Speziell der Rang des unterzeichnendes Kämpfers läßt vermuten, dass der Unterzeichner eine Absicht verfolgt, wenn er speziell diesem Kandidaten sein Schwert anbietet.
- Eine Schwertliste stellt das Vertrauen in die Demokaratie auf eklatante Weise bloß.
Dieses ist mE. das schwerwiegenste Argument. Wenn ich in die Basis, in die Demokratie vertraue, dann hat am Ende der gewählte Kandidat meine Unterstützung. Ergo brauche ich das nicht vorher anzukündigen.
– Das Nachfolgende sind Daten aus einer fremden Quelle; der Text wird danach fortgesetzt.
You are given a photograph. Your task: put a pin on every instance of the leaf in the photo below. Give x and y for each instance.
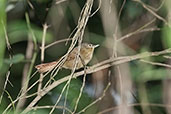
(16, 59)
(166, 34)
(18, 31)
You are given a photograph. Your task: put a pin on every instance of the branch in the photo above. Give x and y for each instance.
(97, 67)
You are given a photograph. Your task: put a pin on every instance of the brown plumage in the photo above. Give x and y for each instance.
(86, 54)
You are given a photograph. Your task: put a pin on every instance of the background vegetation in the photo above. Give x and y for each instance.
(129, 72)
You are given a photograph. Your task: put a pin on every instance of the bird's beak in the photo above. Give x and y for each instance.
(95, 46)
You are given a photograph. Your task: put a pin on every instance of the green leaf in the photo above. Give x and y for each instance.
(18, 31)
(166, 34)
(16, 59)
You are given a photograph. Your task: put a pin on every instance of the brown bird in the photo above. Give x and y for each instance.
(86, 54)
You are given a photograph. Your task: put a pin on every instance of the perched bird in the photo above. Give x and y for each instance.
(86, 54)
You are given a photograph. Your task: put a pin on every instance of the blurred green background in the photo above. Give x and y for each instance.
(22, 23)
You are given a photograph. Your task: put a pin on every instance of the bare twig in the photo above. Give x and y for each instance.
(136, 104)
(10, 57)
(151, 11)
(156, 63)
(45, 27)
(102, 65)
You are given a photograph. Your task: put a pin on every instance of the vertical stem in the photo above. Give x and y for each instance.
(2, 34)
(42, 55)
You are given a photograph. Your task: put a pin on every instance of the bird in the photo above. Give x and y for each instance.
(86, 54)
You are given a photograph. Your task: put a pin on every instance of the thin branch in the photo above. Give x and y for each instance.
(102, 65)
(45, 27)
(151, 11)
(136, 104)
(156, 63)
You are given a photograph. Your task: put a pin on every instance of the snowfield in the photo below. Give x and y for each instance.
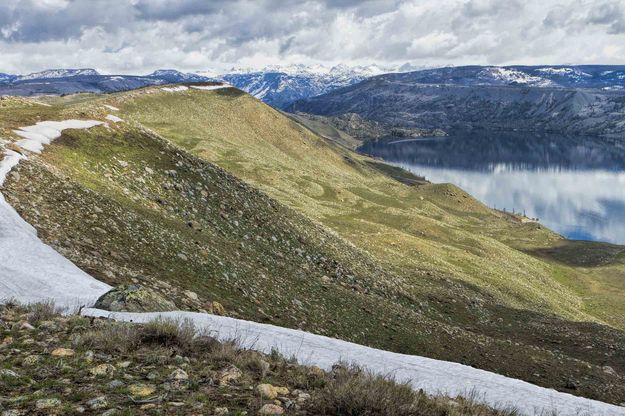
(196, 87)
(210, 87)
(433, 376)
(31, 271)
(175, 89)
(45, 131)
(113, 118)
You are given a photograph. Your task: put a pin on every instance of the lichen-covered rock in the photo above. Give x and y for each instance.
(134, 298)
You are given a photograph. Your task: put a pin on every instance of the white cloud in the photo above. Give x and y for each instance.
(140, 36)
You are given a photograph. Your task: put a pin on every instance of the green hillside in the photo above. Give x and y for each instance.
(214, 197)
(418, 232)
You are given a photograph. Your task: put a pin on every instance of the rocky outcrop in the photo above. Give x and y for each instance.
(134, 298)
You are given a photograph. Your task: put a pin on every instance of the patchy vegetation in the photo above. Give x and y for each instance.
(55, 364)
(331, 244)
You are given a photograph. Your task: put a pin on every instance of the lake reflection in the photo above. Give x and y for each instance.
(574, 185)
Der Umkehrschluß aber ist schlimmer: Was, wenn mein Kandidat nicht gewählt wird, sondern einer, dem ich mein “Schwert” nicht gegeben habe? Bekommt dieser dann nicht meine Unterstützung? Wenn doch, warum dann sein Schwert nur Einem geben? Und als Konsequenz, wenn ich mein Schwert in den Dienst der Partei stelle, so ist die von mir unterschriebene Schwertliste der Mitgliedsantrag. Punkt.
Relativierend, bleibt am Ende zu erwähnen, dass es überall im Leben um Vertrauen geht und das man dem, den man wählt letztenendes auch Vertrauen muss. Das Korrelieren aller Fakten zu einer Person kann immer noch durch das “Bauchgefühl” überstimmt werden. Wir sind Menschen. Wir brauchen immer Einen, der uns sagt, was wir tun sollen. Das ist unser Fehler.